Holcomb v. Approved Bancredit Corp.

Annotate this Case

225 Ga. 271 (1969)

167 S.E.2d 655

HOLCOMB et al v. APPROVED BANCREDIT CORPORATION et al. MARTIN et al. v. APPROVED BANCREDIT CORPORATION et al.

25149, 25150.

Supreme Court of Georgia.

Submitted April 15, 1969.

Decided April 24, 1969.

Rehearing Denied May 8, 1969.

Robinson, Thompson, Buice & Harben, Sam S. Harben, Jr., for appellants.

Arnall, Golden & Gregory, H. Fred Gober, Norton, Cooper & Lang, Edward Lang, for appellees.

UNDERCOFLER, Justice.

In Martin v. Approved Bancredit Corp. and Holcomb v. Approved Bancredit Corp., 224 Ga. 550 (163 SE2d 885) this court held that Hall County, Georgia, was not the proper venue for these actions.

The plaintiffs in each case subsequently filed a petition in the Superior Court of Rockdale County, Georgia, seeking to enjoin the sale of plaintiffs' properties under the powers of sale contained in deeds to secure debt and to have the deeds, notes and contracts executed in conjunction therewith canceled and declared void. They also sought an accounting between the parties as to any sums which may be due the defendants from the plaintiffs.

The plaintiffs' petitions allege that one of the defendants is a Georgia corporation and the other a foreign corporation doing business in Rockdale County, Georgia. The petitions further allege that the security deeds are void because the consideration has failed, that the debts are usurious under the laws of Georgia, that the contracts are unconscionable and were unconscionable at the time they were made and are not entitled to be enforced against the plaintiffs within the meaning of Code Ann. § 109A-2-302, that the foreign corporation is not a holder in due course of the security deeds, and that plaintiffs are entitled to have said instruments canceled and the sales thereunder enjoined. The plaintiffs demanded an accounting among the parties and asserted that they would pay to the defendants the amounts decreed by the court to be due but *272 until such amounts are known and have been determined they assert that they are not required to tender any sums to the defendants.
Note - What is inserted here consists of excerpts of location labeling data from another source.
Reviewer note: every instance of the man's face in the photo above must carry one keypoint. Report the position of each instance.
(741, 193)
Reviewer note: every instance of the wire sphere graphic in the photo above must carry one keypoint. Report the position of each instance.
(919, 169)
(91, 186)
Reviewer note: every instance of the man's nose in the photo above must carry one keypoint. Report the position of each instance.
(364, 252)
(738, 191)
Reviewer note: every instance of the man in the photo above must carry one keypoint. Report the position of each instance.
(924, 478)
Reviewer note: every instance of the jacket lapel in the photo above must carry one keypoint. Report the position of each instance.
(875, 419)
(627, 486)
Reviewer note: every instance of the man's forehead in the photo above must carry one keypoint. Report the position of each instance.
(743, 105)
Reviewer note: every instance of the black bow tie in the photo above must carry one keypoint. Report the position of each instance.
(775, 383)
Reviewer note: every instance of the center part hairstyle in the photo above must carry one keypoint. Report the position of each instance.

The defendants filed motions to dismiss the petitions because they fail to allege payment or tender of the amounts due on the security deeds. The trial court ordered the temporary injunctions previously granted dissolved on condition that the defendants file within 8 days motions for summary judgment.

The evidence introduced at the hearing on the motions for summary judgments showed that the plaintiffs Holcomb had made 14 monthly payments of $115 each on their March 11, 1966, indebtedness of $14,950; that there was a balance due of $13,533, and that they have made no payments or tender of payments since June 22, 1967. The plaintiffs Martin have made 13 monthly payments of $112 each on their February 28, 1966 indebtedness of $14,560, and have made no further payments or tender of payments and that there is a balance of about $13,100 due on this indebtedness.

After hearing the evidence on the motions for summary judgments, the trial court granted summary judgments in favor of the defendants. Plaintiffs appeal contending that there are issues of fact which should be determined by juries. Held:

This case is controlled by Straughan v. Brown, 223 Ga. 592 (157 SE2d 256) wherein it was held: "`He who would have equity must do equity.' Code § 37-104. Here the petitioner, seeking to enjoin two suits on notes, fails to deny the indebtedness due on the notes or to show why they should be enjoined but seeks to allege an involved real estate transaction and to cancel as a nullity a warranty deed which she admits signing, prays for an accounting for sums paid, and to be allowed to pay any and all sums due as may be determined by these proceedings without tendering any amount due. An offer to restore whatever an accounting might show to be due is not an unconditional tender as the law requires. Williams v. Fouche, 157 Ga. 227, 229 (121 SE 217); Darnell v. Tate, 177 Ga. 279 (170 SE 63). Nor do the petitioner's pleadings show such fraud in the execution of the deed as to authorize its cancellation ... Further, in failing to restore or offer to restore as soon as the fraud was discovered, if any exist, she has failed to do equity. The court properly sustained the general demurrer to the petition."

*273 It follows that the trial court was correct in its judgments.

Judgments affirmed. All the Justices concur.